病院犬ロイスの右耳の後ろにできた腫瘍の検査結果が届きました。
結果は『軟部組織肉腫』
『軟部組織肉腫』とは臓器や骨を除く筋肉や皮膚および皮下組織、血管、末梢神経などの軟部組織と言われるところから発生する悪性腫瘍の総称です。
胴体や足などの体の表面に発生することが多く、ワンちゃんの皮膚および皮下腫瘍の8~15%をしめています。
〈 特徴 〉
『軟部組織肉腫』は腫瘍の根が深く広く伸びていて再発率が高いという特徴があります。
通常の腫瘍であれば目に見えたり触れたりするしこり部分だけを切除すれば良いのですが『軟部組織肉腫』は
目に見えない触ってもわからない根が深く広がっているため、手術の際にはしこり周辺の組織まで大きく切除しなければいけません。
この時に根が残ってしまうと再発につながるのです。
また腫瘍が5cm以上になってしまうと再発率が6倍、筋層にまで腫瘍が入ってしまうと再発率が8倍に上がってしまうそうです。

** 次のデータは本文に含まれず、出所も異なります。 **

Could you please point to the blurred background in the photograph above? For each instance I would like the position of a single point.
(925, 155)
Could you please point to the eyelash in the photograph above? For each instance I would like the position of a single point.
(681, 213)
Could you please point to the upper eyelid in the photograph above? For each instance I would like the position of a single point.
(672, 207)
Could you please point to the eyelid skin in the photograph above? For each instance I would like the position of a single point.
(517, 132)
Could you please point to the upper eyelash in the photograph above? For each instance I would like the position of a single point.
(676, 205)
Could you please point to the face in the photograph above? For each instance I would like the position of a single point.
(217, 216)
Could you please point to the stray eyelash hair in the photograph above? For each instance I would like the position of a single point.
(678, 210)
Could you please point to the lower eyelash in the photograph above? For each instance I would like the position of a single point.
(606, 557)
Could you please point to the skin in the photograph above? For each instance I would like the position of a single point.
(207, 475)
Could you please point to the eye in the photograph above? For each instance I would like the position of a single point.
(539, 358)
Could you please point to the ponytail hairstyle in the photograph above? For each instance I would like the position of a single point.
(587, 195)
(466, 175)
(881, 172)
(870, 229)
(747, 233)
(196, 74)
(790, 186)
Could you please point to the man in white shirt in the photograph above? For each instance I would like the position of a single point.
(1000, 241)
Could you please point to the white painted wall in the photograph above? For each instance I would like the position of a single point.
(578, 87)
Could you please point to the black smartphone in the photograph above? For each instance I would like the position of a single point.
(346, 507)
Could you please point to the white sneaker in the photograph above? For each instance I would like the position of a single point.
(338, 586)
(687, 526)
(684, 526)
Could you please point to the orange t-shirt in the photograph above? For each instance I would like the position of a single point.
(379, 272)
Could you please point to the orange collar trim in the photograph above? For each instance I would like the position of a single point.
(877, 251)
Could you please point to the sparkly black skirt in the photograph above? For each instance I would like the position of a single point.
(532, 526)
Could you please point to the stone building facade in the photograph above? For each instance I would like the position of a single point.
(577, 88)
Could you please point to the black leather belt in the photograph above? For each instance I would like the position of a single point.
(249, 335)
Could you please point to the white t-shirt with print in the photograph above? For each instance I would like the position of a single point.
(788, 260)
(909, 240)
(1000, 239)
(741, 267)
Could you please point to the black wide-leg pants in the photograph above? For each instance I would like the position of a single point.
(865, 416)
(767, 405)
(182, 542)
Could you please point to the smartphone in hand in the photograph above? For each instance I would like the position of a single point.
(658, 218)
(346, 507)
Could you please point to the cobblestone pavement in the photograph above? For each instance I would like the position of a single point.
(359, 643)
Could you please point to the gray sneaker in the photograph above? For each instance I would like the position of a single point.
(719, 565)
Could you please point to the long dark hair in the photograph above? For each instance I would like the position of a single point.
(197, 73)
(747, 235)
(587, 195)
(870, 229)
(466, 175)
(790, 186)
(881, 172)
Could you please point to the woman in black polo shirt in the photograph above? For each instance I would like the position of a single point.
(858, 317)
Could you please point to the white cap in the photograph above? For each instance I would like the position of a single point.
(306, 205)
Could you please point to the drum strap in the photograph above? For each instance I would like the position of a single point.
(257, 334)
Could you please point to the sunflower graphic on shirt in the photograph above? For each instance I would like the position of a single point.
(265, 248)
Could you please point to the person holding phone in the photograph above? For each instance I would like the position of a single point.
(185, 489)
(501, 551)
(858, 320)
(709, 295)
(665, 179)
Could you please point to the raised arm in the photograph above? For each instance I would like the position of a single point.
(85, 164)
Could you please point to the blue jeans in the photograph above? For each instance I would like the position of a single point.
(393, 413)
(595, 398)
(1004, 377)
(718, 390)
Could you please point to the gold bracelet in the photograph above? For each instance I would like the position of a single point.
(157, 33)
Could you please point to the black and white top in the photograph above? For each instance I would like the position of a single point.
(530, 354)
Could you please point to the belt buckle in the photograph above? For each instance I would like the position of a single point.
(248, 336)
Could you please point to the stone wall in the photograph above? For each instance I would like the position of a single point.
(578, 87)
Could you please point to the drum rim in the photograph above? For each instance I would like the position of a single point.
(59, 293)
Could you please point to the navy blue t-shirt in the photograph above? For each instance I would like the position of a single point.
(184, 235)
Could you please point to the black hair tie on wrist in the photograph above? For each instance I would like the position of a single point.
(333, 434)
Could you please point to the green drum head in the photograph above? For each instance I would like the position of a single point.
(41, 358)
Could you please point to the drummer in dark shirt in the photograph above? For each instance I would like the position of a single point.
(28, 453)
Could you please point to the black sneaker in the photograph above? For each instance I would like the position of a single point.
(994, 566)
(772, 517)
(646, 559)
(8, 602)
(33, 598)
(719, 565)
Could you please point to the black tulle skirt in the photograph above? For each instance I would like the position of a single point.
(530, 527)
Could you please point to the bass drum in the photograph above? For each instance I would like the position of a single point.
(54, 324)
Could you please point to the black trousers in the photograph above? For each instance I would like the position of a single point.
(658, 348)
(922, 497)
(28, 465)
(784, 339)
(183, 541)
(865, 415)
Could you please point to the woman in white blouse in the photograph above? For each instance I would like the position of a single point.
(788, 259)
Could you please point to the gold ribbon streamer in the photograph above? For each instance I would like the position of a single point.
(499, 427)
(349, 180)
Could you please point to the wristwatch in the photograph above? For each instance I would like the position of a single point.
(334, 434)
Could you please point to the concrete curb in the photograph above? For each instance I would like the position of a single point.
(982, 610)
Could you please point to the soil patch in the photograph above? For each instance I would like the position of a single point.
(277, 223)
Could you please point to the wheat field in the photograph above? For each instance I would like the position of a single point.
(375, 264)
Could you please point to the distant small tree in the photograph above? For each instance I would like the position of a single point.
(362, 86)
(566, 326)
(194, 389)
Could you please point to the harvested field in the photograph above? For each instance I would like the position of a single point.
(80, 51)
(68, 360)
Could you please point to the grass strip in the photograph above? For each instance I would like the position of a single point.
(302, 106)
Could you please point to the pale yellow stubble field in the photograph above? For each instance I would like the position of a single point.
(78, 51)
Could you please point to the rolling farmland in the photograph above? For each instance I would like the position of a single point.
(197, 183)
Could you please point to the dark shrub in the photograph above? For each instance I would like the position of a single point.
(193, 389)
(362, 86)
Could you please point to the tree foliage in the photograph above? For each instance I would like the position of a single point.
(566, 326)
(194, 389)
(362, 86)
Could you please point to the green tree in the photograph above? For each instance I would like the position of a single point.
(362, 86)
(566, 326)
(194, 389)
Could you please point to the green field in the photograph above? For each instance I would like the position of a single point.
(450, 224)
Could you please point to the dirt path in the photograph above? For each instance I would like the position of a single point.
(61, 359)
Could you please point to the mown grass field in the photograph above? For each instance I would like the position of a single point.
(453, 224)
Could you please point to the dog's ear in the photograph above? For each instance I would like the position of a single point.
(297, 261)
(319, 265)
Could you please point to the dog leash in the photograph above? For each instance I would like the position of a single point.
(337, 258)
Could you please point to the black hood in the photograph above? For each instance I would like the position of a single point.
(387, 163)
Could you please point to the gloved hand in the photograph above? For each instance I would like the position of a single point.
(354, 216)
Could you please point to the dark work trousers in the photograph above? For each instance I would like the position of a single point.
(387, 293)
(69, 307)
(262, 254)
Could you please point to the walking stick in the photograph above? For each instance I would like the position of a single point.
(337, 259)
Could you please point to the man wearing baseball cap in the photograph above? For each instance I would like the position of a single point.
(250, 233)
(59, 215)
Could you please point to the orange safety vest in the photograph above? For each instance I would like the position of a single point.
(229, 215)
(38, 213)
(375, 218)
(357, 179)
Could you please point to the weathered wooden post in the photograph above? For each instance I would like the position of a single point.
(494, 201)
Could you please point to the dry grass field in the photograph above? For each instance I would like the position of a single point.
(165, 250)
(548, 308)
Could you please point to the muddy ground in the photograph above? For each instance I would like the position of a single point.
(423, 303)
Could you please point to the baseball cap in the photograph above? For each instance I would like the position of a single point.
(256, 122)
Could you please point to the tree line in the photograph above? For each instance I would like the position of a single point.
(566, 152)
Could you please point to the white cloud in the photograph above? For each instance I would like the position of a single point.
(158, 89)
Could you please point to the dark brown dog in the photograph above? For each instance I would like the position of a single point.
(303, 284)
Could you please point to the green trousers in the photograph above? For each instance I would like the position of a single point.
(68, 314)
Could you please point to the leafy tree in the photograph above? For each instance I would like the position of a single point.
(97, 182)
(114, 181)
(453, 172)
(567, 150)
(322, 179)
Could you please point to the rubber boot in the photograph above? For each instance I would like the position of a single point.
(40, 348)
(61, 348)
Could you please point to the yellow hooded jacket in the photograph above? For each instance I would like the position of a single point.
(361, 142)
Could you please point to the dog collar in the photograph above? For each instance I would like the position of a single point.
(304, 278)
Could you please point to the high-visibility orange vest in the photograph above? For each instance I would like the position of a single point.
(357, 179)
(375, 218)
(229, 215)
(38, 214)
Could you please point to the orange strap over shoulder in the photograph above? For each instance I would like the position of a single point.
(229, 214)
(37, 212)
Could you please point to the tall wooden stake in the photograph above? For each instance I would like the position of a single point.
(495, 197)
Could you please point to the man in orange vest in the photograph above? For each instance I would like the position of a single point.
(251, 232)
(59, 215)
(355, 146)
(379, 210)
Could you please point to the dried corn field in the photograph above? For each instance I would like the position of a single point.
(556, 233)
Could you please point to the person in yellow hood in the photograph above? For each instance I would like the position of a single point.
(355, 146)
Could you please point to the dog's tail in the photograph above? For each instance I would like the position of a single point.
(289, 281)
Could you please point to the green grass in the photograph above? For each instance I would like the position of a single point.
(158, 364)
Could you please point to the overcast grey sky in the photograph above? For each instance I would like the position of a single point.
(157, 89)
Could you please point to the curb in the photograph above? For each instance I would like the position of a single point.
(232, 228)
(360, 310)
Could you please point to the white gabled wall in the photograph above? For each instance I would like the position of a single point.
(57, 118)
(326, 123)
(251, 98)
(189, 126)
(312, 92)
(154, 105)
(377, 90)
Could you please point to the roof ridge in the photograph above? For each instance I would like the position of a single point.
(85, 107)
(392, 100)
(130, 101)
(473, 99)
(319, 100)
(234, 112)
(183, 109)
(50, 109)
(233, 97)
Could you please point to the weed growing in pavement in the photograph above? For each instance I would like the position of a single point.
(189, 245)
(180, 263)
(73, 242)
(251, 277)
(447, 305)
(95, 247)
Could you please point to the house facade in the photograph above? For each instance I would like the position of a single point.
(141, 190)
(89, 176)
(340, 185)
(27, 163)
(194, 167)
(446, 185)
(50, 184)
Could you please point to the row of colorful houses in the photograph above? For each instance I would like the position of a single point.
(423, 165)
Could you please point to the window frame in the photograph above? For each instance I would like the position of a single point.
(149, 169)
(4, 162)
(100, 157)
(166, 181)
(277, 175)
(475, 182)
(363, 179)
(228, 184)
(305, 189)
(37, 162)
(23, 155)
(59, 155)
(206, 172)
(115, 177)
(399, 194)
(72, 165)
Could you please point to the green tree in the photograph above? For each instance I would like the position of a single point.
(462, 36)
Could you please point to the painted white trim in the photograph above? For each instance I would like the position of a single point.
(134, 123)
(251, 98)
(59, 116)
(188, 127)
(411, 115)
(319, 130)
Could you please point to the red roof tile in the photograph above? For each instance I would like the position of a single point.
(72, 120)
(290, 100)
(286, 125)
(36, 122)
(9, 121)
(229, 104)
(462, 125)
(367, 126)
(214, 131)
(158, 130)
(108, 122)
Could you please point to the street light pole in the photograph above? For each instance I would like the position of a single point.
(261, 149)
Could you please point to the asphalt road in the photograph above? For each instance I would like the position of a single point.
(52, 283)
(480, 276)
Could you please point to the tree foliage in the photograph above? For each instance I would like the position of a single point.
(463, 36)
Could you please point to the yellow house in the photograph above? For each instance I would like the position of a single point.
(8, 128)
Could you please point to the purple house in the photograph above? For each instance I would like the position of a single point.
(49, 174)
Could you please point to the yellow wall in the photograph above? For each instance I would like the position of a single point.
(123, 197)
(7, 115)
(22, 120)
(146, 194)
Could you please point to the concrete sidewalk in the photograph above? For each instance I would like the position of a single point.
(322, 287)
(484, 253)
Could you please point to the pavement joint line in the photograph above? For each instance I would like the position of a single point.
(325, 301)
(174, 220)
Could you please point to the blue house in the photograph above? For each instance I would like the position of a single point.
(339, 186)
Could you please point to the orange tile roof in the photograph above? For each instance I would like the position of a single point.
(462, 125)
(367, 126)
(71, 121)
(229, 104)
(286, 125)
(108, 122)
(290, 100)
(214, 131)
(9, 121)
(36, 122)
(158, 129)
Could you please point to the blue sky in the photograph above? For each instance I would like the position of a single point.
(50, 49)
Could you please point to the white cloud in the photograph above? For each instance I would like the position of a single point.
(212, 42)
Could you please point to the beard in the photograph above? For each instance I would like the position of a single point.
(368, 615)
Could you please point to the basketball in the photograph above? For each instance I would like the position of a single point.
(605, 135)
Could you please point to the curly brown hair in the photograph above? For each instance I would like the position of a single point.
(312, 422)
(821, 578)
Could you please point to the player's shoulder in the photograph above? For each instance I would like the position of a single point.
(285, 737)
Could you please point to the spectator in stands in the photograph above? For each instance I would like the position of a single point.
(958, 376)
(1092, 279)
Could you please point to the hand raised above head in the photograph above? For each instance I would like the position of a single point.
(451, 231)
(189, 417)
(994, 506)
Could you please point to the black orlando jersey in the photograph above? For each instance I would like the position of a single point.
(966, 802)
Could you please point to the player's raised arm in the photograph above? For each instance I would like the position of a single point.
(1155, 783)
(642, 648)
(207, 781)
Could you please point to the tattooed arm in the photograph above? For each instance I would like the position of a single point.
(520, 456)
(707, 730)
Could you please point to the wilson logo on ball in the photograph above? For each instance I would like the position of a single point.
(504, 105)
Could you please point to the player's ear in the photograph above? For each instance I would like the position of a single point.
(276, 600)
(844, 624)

また悪性腫瘍は転移することがありますが『軟部組織肉腫』の場合は悪性度にもよりますが転移率が比較的低いとされています。
軟部組織肉腫の転移率:
グレード1、低悪性度 | 10% |
グレード2、中悪性度 | 20% |
グレード3、高悪性度 | 40~50% |
『軟部組織肉腫』の転移は主に肺やリンパ節ですが、種類によっては肝臓や脾臓に転移しやすいと言われています。
ロイスは腫瘍が1.5cmと小さな段階で見つけることができたのもあって転移率の低いグレード1でした。
しかし再発がないとは言えないので、今後も注意しながら元気に過ごせるように頑張っていきます!